13 Kasım 2012 Salı

...

Var olmaya başladığım andan bu yana hep var olan, beni huyumla-suyumla var eden ve var olduğumu anlamamı sağlayan canım annem artık yok... Yani anılarımızda var, ama yanımızda yok... Onun vazosu, onun çiçekleri, onun giysileri var, ama artık O yok.. Ev artık onsuz var... Kocaman bir boşluk... Çok büyük bir eksiklik... Çok büyük bir sessizlik...  

Bu gidişi kavrayışını "Ama biz onu bir çocuğun alışveriş merkezinde annesini kaybetmesi gibi kaybetmedik ki onu tamamen kaybettik, sonsuza kadar göremeyeceğiz anlıyor musun teyze? Ben onu çok özlüyorum, evin neşesiydi" diye anlatan Derin.

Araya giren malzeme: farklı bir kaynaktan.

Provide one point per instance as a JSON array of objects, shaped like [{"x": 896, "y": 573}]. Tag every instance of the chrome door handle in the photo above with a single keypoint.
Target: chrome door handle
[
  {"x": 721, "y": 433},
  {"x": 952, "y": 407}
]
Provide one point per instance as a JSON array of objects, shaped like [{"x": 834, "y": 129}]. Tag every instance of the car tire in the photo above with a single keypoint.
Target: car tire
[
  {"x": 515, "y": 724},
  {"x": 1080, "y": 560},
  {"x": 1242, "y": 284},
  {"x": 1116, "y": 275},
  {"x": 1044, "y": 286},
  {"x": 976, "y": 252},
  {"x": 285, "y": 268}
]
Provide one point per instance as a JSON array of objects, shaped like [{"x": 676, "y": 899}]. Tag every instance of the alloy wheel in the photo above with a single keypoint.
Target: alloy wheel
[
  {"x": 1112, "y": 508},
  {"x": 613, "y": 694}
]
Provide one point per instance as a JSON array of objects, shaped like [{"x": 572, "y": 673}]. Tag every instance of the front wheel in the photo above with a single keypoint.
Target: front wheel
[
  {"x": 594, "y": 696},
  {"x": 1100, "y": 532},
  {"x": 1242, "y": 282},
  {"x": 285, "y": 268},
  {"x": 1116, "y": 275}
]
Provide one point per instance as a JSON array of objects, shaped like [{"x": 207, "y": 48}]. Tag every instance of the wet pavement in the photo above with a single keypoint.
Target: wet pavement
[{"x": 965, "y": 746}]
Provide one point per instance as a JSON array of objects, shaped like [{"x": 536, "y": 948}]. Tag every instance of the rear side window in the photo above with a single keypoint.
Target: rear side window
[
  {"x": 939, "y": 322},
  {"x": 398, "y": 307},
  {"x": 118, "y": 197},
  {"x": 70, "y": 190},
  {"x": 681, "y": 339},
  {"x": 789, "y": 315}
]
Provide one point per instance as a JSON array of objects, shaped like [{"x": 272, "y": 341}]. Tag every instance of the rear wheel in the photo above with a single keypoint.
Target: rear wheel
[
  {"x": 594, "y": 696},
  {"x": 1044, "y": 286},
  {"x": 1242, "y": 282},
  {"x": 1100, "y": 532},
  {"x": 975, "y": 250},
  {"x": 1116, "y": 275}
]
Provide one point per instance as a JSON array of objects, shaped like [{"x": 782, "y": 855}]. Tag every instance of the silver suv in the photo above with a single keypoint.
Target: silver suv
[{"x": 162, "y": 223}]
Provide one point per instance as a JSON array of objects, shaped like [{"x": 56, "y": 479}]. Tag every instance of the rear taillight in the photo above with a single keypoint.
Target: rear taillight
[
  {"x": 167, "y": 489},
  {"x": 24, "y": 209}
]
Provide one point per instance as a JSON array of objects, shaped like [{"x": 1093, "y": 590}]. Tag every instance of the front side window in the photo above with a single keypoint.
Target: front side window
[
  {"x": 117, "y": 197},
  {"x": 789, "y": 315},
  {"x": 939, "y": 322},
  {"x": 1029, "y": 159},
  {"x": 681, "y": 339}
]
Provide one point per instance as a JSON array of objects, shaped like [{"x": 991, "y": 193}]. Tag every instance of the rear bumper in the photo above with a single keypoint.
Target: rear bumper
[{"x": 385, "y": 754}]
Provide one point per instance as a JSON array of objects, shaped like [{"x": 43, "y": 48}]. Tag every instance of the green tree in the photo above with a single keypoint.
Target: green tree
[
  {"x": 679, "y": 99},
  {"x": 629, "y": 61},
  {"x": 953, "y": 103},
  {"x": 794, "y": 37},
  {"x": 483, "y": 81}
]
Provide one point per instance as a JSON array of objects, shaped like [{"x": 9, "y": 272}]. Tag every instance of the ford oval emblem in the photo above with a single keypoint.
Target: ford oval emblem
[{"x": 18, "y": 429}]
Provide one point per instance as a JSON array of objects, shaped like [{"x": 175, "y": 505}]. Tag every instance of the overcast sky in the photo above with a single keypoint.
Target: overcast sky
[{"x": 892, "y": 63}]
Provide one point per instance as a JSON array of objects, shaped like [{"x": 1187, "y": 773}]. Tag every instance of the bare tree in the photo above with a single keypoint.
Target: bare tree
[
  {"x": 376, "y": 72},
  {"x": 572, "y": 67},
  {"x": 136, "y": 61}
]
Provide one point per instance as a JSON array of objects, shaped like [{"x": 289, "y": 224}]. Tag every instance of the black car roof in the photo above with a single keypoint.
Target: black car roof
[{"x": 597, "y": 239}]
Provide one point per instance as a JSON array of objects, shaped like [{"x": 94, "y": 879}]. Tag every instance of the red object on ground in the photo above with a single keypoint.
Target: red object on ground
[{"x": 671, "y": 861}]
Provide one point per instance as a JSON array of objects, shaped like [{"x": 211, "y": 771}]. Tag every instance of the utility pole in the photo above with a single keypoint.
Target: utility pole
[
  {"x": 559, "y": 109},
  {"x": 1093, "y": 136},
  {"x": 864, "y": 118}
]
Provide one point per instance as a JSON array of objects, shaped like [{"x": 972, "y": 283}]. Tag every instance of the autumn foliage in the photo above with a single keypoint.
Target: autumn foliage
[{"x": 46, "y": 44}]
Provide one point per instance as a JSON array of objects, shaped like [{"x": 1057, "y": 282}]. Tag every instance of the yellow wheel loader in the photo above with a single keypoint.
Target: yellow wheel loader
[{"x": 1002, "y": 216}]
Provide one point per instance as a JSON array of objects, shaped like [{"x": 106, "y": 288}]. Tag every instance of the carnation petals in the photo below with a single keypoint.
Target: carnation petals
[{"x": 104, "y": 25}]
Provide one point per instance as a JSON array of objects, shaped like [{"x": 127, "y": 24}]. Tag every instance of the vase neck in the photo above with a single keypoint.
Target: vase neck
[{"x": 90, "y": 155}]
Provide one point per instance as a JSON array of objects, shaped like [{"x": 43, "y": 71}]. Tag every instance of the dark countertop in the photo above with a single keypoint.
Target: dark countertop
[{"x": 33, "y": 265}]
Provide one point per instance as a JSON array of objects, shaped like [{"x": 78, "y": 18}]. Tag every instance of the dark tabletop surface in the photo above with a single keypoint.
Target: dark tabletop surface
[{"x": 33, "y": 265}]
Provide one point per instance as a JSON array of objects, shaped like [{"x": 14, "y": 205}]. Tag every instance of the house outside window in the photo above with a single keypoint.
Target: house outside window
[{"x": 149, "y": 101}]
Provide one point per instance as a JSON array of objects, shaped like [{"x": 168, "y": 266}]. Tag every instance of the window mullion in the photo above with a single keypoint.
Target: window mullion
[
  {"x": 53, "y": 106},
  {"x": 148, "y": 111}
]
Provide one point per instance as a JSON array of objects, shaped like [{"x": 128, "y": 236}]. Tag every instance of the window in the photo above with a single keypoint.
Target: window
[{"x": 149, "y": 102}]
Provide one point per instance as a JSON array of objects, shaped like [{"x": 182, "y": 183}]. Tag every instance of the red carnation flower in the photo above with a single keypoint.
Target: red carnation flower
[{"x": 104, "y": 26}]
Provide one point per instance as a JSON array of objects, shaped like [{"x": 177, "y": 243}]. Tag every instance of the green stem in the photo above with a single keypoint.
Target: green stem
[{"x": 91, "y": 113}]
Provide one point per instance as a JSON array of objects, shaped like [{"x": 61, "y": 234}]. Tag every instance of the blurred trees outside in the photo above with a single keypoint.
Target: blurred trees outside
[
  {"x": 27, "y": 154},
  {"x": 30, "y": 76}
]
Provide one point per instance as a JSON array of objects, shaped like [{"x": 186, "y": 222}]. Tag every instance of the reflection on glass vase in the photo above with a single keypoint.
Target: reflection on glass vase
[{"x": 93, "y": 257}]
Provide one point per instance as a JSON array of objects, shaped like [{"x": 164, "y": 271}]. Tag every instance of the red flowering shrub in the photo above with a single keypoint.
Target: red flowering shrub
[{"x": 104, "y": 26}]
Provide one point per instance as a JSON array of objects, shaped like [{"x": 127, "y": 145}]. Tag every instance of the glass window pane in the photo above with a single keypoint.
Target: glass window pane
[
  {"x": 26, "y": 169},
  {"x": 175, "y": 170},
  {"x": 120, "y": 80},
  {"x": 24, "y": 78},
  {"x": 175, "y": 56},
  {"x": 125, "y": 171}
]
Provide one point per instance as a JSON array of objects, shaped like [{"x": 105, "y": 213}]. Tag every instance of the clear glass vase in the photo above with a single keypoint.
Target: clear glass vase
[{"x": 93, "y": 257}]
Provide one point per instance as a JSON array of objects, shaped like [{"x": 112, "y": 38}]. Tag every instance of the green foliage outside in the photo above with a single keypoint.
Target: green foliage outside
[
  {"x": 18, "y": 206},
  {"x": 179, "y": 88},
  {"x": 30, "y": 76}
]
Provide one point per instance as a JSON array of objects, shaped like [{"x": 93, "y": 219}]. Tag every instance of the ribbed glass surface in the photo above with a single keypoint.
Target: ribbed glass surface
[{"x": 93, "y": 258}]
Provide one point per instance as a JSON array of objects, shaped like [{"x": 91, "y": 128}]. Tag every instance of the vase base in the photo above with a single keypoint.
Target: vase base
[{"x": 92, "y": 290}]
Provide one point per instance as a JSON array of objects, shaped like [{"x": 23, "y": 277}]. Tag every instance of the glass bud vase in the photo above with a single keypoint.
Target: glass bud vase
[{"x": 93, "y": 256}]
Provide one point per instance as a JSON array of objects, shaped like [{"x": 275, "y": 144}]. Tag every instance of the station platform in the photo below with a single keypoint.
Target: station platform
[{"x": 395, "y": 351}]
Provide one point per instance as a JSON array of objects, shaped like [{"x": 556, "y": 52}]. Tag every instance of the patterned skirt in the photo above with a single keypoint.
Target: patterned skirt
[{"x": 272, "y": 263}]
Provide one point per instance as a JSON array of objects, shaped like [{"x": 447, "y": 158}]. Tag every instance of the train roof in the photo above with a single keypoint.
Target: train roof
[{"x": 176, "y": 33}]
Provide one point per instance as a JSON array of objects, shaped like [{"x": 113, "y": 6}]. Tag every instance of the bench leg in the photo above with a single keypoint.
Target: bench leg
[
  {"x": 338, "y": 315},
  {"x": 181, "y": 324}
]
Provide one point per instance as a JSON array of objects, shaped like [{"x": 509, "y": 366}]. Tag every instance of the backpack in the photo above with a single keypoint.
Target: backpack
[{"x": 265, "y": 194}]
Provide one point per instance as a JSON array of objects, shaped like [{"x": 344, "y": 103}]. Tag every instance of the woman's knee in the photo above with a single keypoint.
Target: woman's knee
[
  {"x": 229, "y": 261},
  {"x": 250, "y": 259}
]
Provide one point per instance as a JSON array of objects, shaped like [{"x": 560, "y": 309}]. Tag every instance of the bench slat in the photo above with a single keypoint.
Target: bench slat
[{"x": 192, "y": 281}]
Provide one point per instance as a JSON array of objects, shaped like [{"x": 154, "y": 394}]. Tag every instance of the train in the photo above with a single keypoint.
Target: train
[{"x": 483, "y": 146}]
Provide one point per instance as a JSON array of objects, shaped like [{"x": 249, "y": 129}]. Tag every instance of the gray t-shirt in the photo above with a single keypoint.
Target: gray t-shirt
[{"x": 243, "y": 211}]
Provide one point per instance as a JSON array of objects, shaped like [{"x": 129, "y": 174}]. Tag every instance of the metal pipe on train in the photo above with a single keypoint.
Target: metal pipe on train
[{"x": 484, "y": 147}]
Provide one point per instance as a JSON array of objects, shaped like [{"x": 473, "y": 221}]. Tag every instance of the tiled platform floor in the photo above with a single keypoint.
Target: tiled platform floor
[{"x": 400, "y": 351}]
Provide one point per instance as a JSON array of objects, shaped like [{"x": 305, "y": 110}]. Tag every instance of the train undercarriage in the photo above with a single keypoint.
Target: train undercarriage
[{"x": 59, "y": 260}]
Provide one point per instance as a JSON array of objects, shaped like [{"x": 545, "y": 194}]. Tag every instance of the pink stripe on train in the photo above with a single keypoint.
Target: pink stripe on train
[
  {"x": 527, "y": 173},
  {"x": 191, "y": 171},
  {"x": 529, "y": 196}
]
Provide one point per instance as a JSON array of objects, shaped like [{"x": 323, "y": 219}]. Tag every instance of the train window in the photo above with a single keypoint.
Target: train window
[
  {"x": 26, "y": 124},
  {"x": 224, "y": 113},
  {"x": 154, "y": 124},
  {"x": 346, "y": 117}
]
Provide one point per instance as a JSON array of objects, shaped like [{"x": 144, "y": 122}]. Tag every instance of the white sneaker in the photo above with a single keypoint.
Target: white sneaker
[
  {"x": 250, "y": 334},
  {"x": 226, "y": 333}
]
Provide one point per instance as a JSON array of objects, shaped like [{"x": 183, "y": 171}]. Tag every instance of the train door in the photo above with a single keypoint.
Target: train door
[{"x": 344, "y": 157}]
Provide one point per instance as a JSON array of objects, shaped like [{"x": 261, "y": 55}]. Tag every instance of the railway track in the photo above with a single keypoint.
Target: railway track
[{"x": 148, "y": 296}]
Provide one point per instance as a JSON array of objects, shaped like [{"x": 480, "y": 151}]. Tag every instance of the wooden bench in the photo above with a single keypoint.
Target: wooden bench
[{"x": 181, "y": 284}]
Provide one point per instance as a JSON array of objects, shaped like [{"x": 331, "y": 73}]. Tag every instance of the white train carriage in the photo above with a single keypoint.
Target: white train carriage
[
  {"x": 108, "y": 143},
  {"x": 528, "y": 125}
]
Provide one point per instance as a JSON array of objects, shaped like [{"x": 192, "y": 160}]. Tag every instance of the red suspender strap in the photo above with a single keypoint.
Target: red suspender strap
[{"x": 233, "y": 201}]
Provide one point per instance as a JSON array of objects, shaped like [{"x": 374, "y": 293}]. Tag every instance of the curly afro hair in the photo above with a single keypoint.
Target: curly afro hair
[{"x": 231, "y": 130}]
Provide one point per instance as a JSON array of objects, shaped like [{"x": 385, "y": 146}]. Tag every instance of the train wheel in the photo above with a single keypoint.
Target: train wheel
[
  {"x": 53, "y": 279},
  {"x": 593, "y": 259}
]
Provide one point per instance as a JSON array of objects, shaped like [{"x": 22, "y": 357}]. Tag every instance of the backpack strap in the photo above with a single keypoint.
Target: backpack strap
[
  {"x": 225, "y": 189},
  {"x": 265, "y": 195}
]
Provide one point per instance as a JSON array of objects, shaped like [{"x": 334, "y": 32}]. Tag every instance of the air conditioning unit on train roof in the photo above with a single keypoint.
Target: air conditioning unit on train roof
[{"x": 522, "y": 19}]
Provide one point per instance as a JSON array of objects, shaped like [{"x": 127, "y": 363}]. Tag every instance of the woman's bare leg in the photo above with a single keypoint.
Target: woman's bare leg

Sonra, onsuz ilk bayram kahvaltısında masaya koyduğum tabağını tekrar dolaba koymak, bomboş kalan sandalyesine oturmak, giysilerini toplamak, elime geçen her bir parçayı koklamak, koklamak, kokusunu aramak... Bu kadar çabuk mu gidiyor yeryüzünden kokumuz? Gündüz işte kaybolmak, akşam onun evine giderken hıçkırıkları yutmaya çalışmak, evinden ayrılmak istemeyip eşyalardaki izlerine dokunmak, evden ayrılamamak, inanmaya çalışmak, inanmaya başlayınca nefes alamamak... Sonra küçücük bir çocuk gibi sarsıla sarsıla ağlamak... Sırf O öyle isterdi diye dualar okumak... Cennetin en güzel köşesinde annesine, babasına, kardeşlerine ve ninesine kavuştuğunu ve iyi olduğunu düşlemek, hemen ardından aslında onun için her şeyin bittiğini ve toprağın altında çürümekte olduğunu ayrımsamak... 

Annem gideli bugün 24 gün oluyor, sanırım hayatımın en uzun 24 günü... 21 Ekim ve sonrası çok bulanık... Biliyorum tekrar berraklaşacak... Kendimize iyi bakmaya dair onun öğrettiği her şey tekrar hatırlanacak... Yemekler aynı lezzetini bulacak, uyku aynı sıcaklığı ile saracak, tekrar içtenlikle kahkahalar atılacak... Ama şimdi göğsümün ortasında bir ağırlık... İçimdeki yanma hissi... Ne eve sığabiliyorum, ne dışarıda durabiliyorum... Onu çok özlüyorum...
1962 yılında, yani annem 16 yaşındayken, çekildiğini düşündüğüm bu fotoğraftaki aileden geriye sadece anneciğimin sağındaki dayım kaldı... Umarım benim ona özlemim büyürken, annem kendinden önce giden sevdikleriyle buluşmuş, hasret gideriyordur.

Işıklar içinde ol güzel annem, huzurla uyu, mekanın cennet olsun!